There’s not much to say about the story, and since it’s true I can’t really comment about much of the content. I will say that I was aware of the story beforehand, though, and I liked the presentation of this. I would, however, have liked to have actuall names of people and not just “a man named Ford” for the characters at play, but that was the writing style at the time.

Again, not illustrated by Quentin Blake, who did most of Dahl’s stuff, but the illustrations for this are in some cases actual oil painting, and they’re awaesome.
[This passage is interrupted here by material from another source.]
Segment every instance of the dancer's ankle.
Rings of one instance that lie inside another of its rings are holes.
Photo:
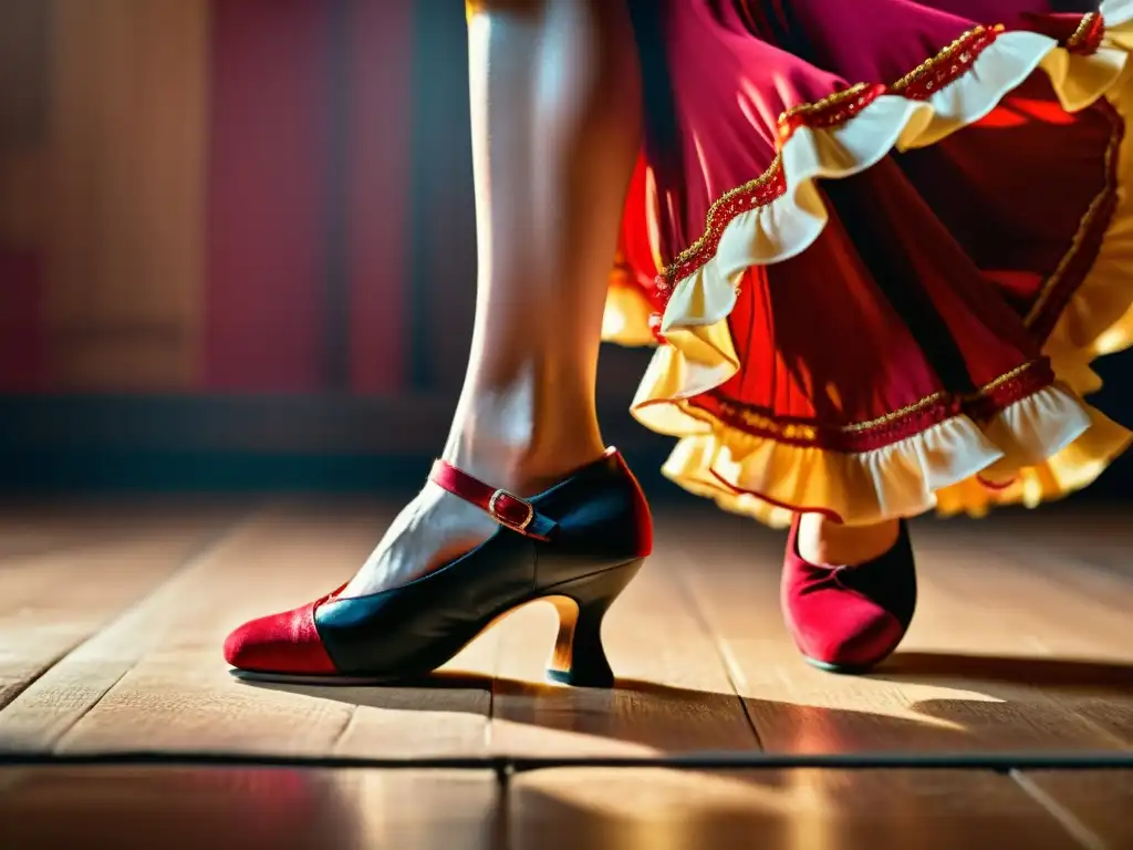
[[[818,513],[799,520],[799,555],[813,564],[859,564],[884,555],[897,542],[900,522],[843,526]]]
[[[443,459],[505,490],[534,495],[605,451],[590,410],[536,415],[514,399],[461,405]]]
I actually sat there wondering which ones I’d want on my wall if I were given a choice.

Still, it’s slightly short of perfect, so 4/5.
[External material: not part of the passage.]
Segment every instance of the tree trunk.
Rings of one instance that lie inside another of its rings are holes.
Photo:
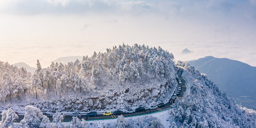
[[[20,100],[20,90],[18,90],[18,100]]]
[[[36,96],[37,97],[37,92],[36,91]]]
Book Review – Heart by Blair Butler & Kevin Mellon

Title:  Heart

Author:  Blair Butler & Kevin Mellon

Format: Paperback

Written: 2012

 

It seems that almost every time I have a new comic to present to the blog that I have read it has come at the recommendation of someone or is associated with a pre-existing love such as Robin or Invincible which both were recommended to me.  Any way it should come as no surprise that Heart came to me by the hands of my comic loving co-worker who got me hooked on Invincible.  Only this time it wasn’t Invincible, it wasn’t even a super hero comic.

 

When my coworker dropped the book on my desk he said, I thought this was good you might like it but it is very different from the norm as it didn’t have any super heroes.  Being the adventurous sort I decided to dive in because 1 it came from my co-worker who tends to be on the money when it comes to book recommendations and 2 it was an Image comic and I am quickly learning that if it is a comic by Image it is going to be something rather good and solid.

 

This was the case with Heart, it was a good story done in a basic black and while style it was clean and sharp and it told the story of MMA fighter who took on the title of “Rooster”.   The story starts with a fight in the middle of his career and shows him barely scrape by with a win before going back to show how he got into MMA fighting and covering the span of his career, showing the heart and commitment it takes to do something like it.

 

I’m not a person who is into fighting of any sort really, I just don’t get into boxing or fighting but it was still an interesting and solid story because to me there was more to the story than just fighting it was about the journey and the emotions that came with it, and I appreciated the read for that alone.  If you are curious about fighting or the world of MMA I think this book is a good read for you if you aren’t maybe not so much.  It was a well done story but not entirely my cup of tea but I can still say in the end I liked the story and I particularly found the ending to be fairly poignant the final image is rather striking to me and speaks volumes.

 

Overall, I would give this comic a 3 out of 5 page review because I wouldn’t go running about recommending this comic to people but it was still a solid good story and if you are looking for something solid and good to read then this might be for you or if you are into the subject matter than I would very much recommend this to be read.